Kemajemukan atau pluralisme, merupakan sebuah pandangan klausul teori tentang hubungan budaya dalam masyarakat majemuk. Kuntowijoyo dalam “Identitas Politik Umat Islam” nya (1999) menyatakan bahwa pluralisme bukan etnosentrisme, yang bersikukuh dengan identitas masing-masing, yang menolak bercampur dengan budaya lain. Dan bukan pula berupa melting pot, peleburan komponen-komponen etnis budaya, yang membaur ke dalam satu identitas baru. Pluralisme dimaksudkan, bahwa masing-masing etnisitas dan budaya tetap memegang identitas kelompoknya, walaupun dalam beberapa hal ada yang sama, apalagi yang berbeda.
Pluralisme, sebagaimana diutarakan oleh Adeng Mukhtar Ghazali (2005), harus dimaknai sebagai sunnatullah, konsekwensi logis dari keadilan Ilahi. Keyakinan seseorang tidak dapat diklaim sebagai yang benar dan yang salah, tanpa mengetahui latar belakang pembentukannya, seperti lingkungan sosial budaya, referensi yang diterima, informasi yang didapat, tingkat hubungan komunikasi yang dijalin, dan klaim-klaim kebenaran yang dibawa.

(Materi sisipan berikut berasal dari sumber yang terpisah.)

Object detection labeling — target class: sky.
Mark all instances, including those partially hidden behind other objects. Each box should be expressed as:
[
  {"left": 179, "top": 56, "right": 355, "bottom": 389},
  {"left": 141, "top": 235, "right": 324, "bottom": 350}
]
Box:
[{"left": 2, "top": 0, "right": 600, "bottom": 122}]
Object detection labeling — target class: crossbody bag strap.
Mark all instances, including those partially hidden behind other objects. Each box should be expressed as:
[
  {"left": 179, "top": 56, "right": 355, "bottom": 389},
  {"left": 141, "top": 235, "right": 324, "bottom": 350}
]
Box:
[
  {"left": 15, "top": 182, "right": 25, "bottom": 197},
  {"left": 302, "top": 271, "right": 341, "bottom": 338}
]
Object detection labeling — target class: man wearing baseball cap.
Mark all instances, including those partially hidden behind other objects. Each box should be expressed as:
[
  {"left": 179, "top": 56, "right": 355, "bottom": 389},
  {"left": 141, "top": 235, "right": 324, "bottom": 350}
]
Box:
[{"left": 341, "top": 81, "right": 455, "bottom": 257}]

Seseorang yang sadar akan kebenaran, dan sadar pula untuk menga-malkan ajaran agamanya, dijamin akan memiliki sikap terbuka dan toleran terhadap sesamanya. Sebab ada kesadaran di samping kebenaran yang diyakini, ada juga kebenaran lain yang harus dihormati konsistensinya.

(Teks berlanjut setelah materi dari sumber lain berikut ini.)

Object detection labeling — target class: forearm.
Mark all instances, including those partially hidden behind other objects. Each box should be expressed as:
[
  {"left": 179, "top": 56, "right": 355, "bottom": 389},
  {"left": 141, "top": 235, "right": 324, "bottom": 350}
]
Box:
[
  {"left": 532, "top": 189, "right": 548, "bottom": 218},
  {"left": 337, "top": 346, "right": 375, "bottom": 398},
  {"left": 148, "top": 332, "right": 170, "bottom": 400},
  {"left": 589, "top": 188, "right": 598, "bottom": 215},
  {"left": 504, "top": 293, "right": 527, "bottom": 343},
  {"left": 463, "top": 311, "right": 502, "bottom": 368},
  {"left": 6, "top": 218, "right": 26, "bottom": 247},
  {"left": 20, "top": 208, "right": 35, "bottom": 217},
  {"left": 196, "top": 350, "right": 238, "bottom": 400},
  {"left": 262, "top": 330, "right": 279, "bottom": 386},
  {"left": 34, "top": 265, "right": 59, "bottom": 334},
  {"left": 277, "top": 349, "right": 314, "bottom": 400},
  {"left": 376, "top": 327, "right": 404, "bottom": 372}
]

Pluralisme hanya sebuah pengakuan terhadap keanekaragaman, tentang kemajemukan atau kebinekaan. Bahwa disana terdapat aneka macam ras, suku, agama, kelompok budaya. Dalam pluralisme orang tentu akan mengakui kenyataan tentang pluralitas, keragaman, dan bagaimana menghargai perbedaan itu. Agree in disagree, setuju dalam memaknai keberagaman, akur dalam ketidak setujuan, bhineka tunggal ika.
Pluralisme, sebagaimana perenungan Kang Jalaluddin Rahmat dalam mozaik “Reformasi Sufistik” (1998) dengan mengatakan, bahwa ada tiga amsal yang membuat Tuhan sayang kepada kita, yaitu melalui tiga wadah yang mencerahkan. Tidak ada klaim prioritas padanya. Pertama, kedermawanan, seperti sungai yang mengalirkan airnya kemanapun tempat yang lebih rendah darinya. Kedua, kasih sayang matahari, yang memberikan sinarnya kepada semua yang di bawahnya, dan yang terakhir, keramahan, seperti bumi yang bersedia menerima intan dan sampah ke dalam perutnya.